There is no question that any large-scale oil shale development would dramatically affect the area, and the problem of how to mitigate greenhouse gas emissions has not been solved. That said, opposition to oil shale is nowhere near as loud and organized as the fight to stop drilling in Alaska’s Arctic National Wildlife Refuge. Northwestern Colorado is certainly scenic – high desert plateaus interspersed with lush river valleys – but it’s no ANWR.

Around Rifle (pop. 6,800), people seem at peace with Shell’s oil shale plans, says Ling. There’s already a thriving natural-gas industry in the region, so the idea of digging for oil doesn’t give locals the shivers the way it would in more touristed, populated parts of the state. All that being said, once Shell gets closer to commercial production – Vinegar says it will be no sooner than 2015 – the politics will surely get prickly.

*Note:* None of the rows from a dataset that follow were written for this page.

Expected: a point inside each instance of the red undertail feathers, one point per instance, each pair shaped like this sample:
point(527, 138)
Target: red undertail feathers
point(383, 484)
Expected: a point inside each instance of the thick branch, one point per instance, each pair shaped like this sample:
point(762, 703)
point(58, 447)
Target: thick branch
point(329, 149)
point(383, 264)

Oil: No longer a heavyweight
Shell insists that it has no beef with Governor Ritter’s desire to proceed slowly. Even so, it’s not leaving anything to chance. Shell has a public relations team devoted to oil shale and, in a shrewd move, the company has hired former U.S. Secretary of the Interior Gale Norton as an in-house lawyer. The stakes are huge. Assuming only $20 in profit for each barrel produced (at today’s inflated oil prices, it would be more like $50), 300,000 barrels per day would add $2.2 billion to Shell’s annual pretax profits. And three million barrels a day would be worth $22 billion.

It could be decades before Shell hits the really big numbers, if it happens at all. The logistics are daunting. It has taken the tar sands industry of Canada almost 30 years to reach its current production of about a million barrels a day (although it could be double that by 2010).

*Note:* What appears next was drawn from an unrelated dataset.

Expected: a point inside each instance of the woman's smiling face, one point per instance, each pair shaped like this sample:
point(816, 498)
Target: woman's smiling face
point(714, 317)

A mature oil shale industry might employ tens of thousands of workers in sparsely populated parts of Colorado, Utah and Wyoming – and that doesn’t include the indirect employment from shop, restaurants and other businesses serving oil companies and their workers. “There’s a real question of how we manage that kind of development,” says Dammer of the DOE.

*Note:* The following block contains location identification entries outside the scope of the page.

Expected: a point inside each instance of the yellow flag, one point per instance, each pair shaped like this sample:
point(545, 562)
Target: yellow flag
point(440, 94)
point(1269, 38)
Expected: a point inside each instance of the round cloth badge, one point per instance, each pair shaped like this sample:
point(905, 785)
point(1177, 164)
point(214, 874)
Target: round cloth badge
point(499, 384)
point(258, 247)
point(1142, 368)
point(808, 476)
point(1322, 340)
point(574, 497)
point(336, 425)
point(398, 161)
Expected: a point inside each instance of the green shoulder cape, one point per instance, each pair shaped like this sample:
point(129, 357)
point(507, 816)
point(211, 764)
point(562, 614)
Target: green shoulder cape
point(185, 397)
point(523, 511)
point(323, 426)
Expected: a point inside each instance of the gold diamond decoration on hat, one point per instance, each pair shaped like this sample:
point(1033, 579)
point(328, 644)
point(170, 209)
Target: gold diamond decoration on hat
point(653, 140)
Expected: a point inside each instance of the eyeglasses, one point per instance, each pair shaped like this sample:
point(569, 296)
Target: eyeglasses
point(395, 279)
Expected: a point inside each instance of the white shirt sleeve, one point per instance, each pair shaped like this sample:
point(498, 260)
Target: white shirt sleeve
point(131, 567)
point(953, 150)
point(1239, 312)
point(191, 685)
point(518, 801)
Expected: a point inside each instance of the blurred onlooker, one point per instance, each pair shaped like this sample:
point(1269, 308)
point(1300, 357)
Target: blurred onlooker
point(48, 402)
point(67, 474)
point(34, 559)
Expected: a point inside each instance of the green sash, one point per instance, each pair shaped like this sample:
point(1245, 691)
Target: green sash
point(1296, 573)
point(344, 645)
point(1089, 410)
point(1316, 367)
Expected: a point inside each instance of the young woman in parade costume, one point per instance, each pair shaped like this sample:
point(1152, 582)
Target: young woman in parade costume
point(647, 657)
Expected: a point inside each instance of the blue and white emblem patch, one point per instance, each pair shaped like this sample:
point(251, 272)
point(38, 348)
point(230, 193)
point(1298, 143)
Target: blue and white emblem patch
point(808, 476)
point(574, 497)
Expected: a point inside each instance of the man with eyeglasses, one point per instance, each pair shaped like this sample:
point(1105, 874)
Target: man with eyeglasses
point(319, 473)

While it waits for its latest freeze wall to freeze and for the BLM to grind its way toward some sort of commercial leasing program, Shell is exploring other applications for ICP. It is negotiating with Jordan to test it on that country’s oil shale reserves and investigating whether ICP can produce oil from Canadian tar sands – in which Shell also has major investments – more efficiently than current methods.

For his part, Vinegar’s attention is focused squarely on Colorado. “So many Americans have no idea that they’re sitting on a resource several times the size of Saudi Arabia’s,” he says. “The fact is that it’s entirely possible to produce this stuff. Our technology works. There’s no doubt about it.”

– Telis Demos, reporter associate, contributed to this story.